Forget what you’ve read about Ariel Pink’s anxiety-filled live shows. Actually, don’t. Because everything I’ve heard and read about his self-indulgent performances made last night that much more amazing. Ariel Pink’s Haunted Graffiti filled The Chapel with nothing but celestial vibes. He was, at moments, outrageous, sensual in his flamboyant mannerisms, child-like, theatrical and genuinely humbled.
Before Ariel took the stage, Holy Shit! (pictured above) offered a dance party soundtrack of forgotten 1980s hooks and melodies that a good portion of the crowd was hesitant, at first, to get into. As the band went through songs like “Written All Over Your Face,” a decidedly slinkier number, and the stripped-back “The Castle,” the band’s three-guitar, one bass and one drum machine repertoire eventually melted the audience. Matt Fishbeck’s longtime project, which used to include Ariel and a certain SF-based singer/songwriter who happened to be lurking in the audience, fared much better in this venue than in places like Brick & Mortar, where the band played earlier this year for Noise Pop. With its superior sound, The Chapel cradled the tip-tap beats coming from Matt’s fisher price-looking drum machine, allowing for each guitar part to be distinguished and appreciated, though Matt’s vocals remained characteristically indistinguishable.
After Holy Shit bid farewell with the instrumental “Bombs,” the crowd prepared itself for the main event. After fifteen minutes of downtime, The lights dimmed and, letter by letter, Ariel Pink’s name began appearing on the backdrop, as if an invisible hand was drawing it on with a neon green marker.
Ariel took the stage wearing white leggings, white high-tops and a red sweater, which he eventually shed to reveal an off-the-shoulder blue and white shirt. He held a glass of white wine and brandished coral red lipstick. His bandmates all sported black graduation gowns, with bassist Tim Koh and guitarist/keyboardist Kenneth Gilmore also donning gray mullet wigs and looking like mad scientists.
As promised, the band played material from Ariel’s entire catalog. They kicked things off with “Nostradamus & Me,” a slowly swirling track off of their latest album, 2012’s Mature Themes. With a smile, Ariel thanked the crowd for coming and jumped into the jangly “Bright Lit Blue Sky,” tambourine in hand.
When he wasn’t clutching a tambourine, his glass of wine or fiddling with nobs and his unruly blonde hair, Ariel was clenching his left fist, microphone in his right hand, punching out the beat to each song, sometimes letting it dangle by his waist, elbow bent, during particular hip-swaying moments. Graceful in his own right, he moved fluidly and often stared straight ahead into The Chapel’s lights with absolute certainty.

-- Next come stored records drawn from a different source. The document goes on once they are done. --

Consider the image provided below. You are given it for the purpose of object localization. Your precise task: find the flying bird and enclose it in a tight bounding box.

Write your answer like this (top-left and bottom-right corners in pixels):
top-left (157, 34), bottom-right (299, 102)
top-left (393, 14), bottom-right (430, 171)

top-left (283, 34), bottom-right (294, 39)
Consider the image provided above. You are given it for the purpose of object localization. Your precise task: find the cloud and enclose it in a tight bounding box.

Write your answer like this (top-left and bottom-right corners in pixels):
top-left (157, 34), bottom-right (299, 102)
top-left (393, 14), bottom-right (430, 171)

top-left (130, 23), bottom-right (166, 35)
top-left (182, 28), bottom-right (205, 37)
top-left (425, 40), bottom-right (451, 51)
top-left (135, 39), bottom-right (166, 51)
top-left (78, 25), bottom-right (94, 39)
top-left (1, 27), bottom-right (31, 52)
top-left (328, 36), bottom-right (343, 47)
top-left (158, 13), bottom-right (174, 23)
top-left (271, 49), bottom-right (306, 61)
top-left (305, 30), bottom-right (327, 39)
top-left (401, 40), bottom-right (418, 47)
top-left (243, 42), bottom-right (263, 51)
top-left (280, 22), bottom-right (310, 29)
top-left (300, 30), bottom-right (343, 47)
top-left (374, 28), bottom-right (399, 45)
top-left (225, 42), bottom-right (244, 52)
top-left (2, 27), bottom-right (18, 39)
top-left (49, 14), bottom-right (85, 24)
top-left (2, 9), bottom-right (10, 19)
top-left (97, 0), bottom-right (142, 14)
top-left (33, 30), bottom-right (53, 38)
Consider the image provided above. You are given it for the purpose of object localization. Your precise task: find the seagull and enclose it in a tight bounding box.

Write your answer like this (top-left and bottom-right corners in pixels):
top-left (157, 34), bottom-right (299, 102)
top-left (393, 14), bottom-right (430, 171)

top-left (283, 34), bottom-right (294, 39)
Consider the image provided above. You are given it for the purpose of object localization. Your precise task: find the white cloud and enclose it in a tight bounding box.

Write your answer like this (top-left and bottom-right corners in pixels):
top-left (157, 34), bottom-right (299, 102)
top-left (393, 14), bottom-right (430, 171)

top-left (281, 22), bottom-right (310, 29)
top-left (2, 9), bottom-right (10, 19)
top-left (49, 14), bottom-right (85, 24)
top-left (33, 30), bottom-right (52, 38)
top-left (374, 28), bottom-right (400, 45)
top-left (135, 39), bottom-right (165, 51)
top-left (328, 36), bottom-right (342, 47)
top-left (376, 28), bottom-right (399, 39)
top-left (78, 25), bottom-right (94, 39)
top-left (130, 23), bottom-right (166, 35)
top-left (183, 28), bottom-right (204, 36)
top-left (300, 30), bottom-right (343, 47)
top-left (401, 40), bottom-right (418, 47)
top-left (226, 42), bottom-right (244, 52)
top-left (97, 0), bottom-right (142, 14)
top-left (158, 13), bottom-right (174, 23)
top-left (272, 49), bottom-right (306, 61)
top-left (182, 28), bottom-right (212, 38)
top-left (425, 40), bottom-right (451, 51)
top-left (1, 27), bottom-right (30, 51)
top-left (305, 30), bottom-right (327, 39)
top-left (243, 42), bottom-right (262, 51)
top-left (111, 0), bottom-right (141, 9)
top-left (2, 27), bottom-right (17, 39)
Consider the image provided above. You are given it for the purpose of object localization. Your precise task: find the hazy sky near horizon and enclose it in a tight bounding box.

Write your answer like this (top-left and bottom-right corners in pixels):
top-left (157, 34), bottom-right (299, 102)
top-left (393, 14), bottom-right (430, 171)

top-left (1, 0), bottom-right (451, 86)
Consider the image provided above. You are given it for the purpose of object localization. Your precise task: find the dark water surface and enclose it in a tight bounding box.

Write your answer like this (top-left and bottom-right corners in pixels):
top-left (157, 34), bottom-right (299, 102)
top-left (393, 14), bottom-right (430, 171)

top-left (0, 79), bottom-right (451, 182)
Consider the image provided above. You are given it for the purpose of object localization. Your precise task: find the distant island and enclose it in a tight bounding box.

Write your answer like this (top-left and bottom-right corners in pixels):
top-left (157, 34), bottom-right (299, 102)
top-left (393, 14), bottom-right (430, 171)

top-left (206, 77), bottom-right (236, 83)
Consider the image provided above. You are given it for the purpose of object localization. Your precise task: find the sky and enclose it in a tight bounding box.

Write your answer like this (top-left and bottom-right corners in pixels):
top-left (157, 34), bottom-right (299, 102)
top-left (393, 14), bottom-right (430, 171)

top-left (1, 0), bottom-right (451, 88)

“Ready?” he asked the crowd before announcing “Strange Fires,” a song originally recorded in 1999 and re-issued on the 2004 album The Doldrums. The band jumped into a spirited version of the track, with Ariel visibly excited by the audience’s reaction.
“I love how you guys know all the songs!” he said, delighted by the crowd’s enthusiasm. As if rewarding us for knowing and loving his more obscure recordings, the band immediately began playing the first single released under the full moniker Ariel Pink’s Haunted Graffiti, and the track that put the act on the map of major music publications, “Round and Round.”
By this time, he had traded in his glass of wine for the rest of the bottle, which he finished before closing the set out with a cover of Donnie & Joe Emerson’ sugary sweet ballad, “Baby.” He thanked the audience again, and the band walked off stage, waving as they went.
Ariel Pink’s Haunted Graffiti returned for a three-song encore, ultimately closing out with Mature Themes‘ “Pink Slime,” and a pair of older tracks, “She’s My Girl” and finally “Helen.” Respectively from 2002’s House Arrest and Lover Boy, two albums that originally came as a two-CD set before each was reissued in 2006 as their own records, the songs seemed a fitting way to bridge Ariel’s journey from enigmatic bedroom composer, to petulant performer and finally a confident bandleader who holds down a stage and audience like its the most natural thing in the world.